PRESENTAZIONE E OBIETTIVI

Nel contesto della letteratura italiana la figura di Carlo Porta (1775-1821) occupa un ruolo peculiare, in ragione dell’altezza degli esiti espressivi raggiunti nei suoi versi ambrosiani. L’opera di Porta, sorretta da un liberalismo laico intriso di valori illuministici, costituisce un ponte ideale fra Giuseppe Parini e Alessandro Manzoni: da un lato aggiorna le taglienti satire del primo contro le forze della reazione, dall’altro offre un contributo inestimabile alla civiltà narrativa del nostro Paese, grazie ai poemetti nei quali prendono la parola umili popolani, portando sulla pagina questioni ineludibili quali il rapporto fra cittadino e istituzioni, la violenza di genere, le ingiustizie sociali.

Non è possibile spiegare l’apparizione dei Promessi sposi senza tener conto dell’esempio di Porta, il maggiore narratore in versi italiano del XIX secolo. Un poeta nuovo anche dal punto di vista sociale: un borghese che non rimpiange le arcadie campestri e non celebra la guerra nobiliare ma si concentra sulle dinamiche della città moderna, sede elettiva di una prosperità pacifica e operosa. Anticipa così un paradigma dominante dopo l’Unità d’Italia, contribuendo ad alimentare il mito di Milano capitale morale, luogo del lavoro produttivo e socialmente utile.

I versi di Porta per circa un secolo costituirono «un cardine» – secondo le parole di Dante Isella – «dell’educazione sentimentale di ogni lombardo», finché il ventennio fascista ne decretò il declino. Solo nell’ultimo dopoguerra la critica mostrò uno spiccato interesse nei confronti del poeta milanese. A tale periodo risale la ripresa dei lavori filologici sull’opera portiana per merito di Isella, che curò una fondamentale edizione critica; ad essa si rivolsero altri studiosi di rango, come Antonio Banfi, Guido Bezzola, Gennaro Barbarisi, Angelo Stella, Pietro Gibellini, Franco Brevini. Porta nel frattempo era assurto a modello fondamentale non solo in ambito poetico ma anche sul versante della prosa narrativa, nelle pagine di Carlo Emilio Gadda, Giorgio Bassani, Giovanni Testori, Alberto Arbasino e altri scrittori di primo piano.

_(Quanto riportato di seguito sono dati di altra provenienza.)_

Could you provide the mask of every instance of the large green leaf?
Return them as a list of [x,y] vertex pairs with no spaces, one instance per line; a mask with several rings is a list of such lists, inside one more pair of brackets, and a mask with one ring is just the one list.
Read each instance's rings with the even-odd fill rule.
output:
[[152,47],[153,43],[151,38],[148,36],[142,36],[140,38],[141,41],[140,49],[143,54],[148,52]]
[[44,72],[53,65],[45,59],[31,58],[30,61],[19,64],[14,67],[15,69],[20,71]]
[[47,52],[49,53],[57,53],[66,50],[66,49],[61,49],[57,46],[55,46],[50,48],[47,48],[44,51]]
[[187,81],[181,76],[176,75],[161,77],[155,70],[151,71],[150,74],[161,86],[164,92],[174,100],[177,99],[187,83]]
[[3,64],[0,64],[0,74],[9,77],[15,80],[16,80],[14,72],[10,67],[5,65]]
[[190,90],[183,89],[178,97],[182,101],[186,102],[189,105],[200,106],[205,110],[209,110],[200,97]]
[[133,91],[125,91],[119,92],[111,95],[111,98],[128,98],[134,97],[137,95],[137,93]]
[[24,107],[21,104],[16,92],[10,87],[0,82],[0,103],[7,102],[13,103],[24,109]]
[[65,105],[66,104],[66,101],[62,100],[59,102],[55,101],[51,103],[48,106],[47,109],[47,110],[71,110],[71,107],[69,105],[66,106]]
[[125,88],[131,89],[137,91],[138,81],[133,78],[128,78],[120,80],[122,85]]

A dispetto dell’accertato valore della sua opera, la conoscenza dell’opera di Porta negli ultimi decenni è andata scemando presso il vasto pubblico. I dischi in cui mattatori del calibro di Dario Fo, Franco Parenti, Franca Valeri hanno interpretato i suoi versi ci ricordano come sia tempo di riportarne la voce nei teatri, ma anche nelle aule scolastiche e per le strade, tramite eventi e letture organizzati là dove le avventure dei suoi popolani ebbero luogo. Per tutto ciò, in occasione del bicentenario della morte, che cade il 5 gennaio 2021, il Comune di Milano ha ritenuto opportuno tributare un omaggio alla figura di Carlo Porta promuovendo un Comitato Nazionale per le celebrazioni al quale affidare l’organizzazione di un articolato programma di iniziative di carattere scientifico, didattico e divulgativo, in piena coerenza con la prima linea progettuale che ha garantito al capoluogo lombardo il riconoscimento di Città Creativa UNESCO per la Letteratura: «Raccontare Milano letteraria ai milanesi, ai nuovi milanesi, figli di stranieri o stranieri venuti a vivere qui, e ai turisti, attraverso eventi e multimedialità».

Il Comitato Nazionale per le celebrazioni del bicentenario della morte di Carlo Porta (1821-2021) intende perseguire i seguenti OBIETTIVI.


Suscitare il coinvolgimento della comunità scientifica, promuovendo e stimolando gli studi su Porta e sulla tradizione dialettale milanese. La digitalizzazione di un significativo nucleo di autografi, tratti dalla fondamentale Raccolta Portiana, e l’organizzazione di un convegno scientifico, volto a promuovere un bilancio e insieme un rilancio degli studi su Porta, gioveranno a riportare luce sulla sua opera, sulla formidabile stagione in cui si trovò a operare accanto a maestri del calibro di Manzoni, Foscolo, Stendhal, ma anche sull’importanza del modello portiano per la letteratura novecentesca.

Diffondere la conoscenza della figura e dell’opera di Porta e della tradizione milanese dal Medioevo a oggi in ambito scolastico e in contesti non specialistici. Un sito internet, una mostra documentaria, iniziative didattiche, eventi e pubbliche letture, il restauro della statua milanese del poeta in via Larga e nuove traduzioni in lingue estere contribuiranno a risvegliare l’attenzione verso un protagonista del primo Romanticismo italiano e la secolare tradizione poetica cui appartiene.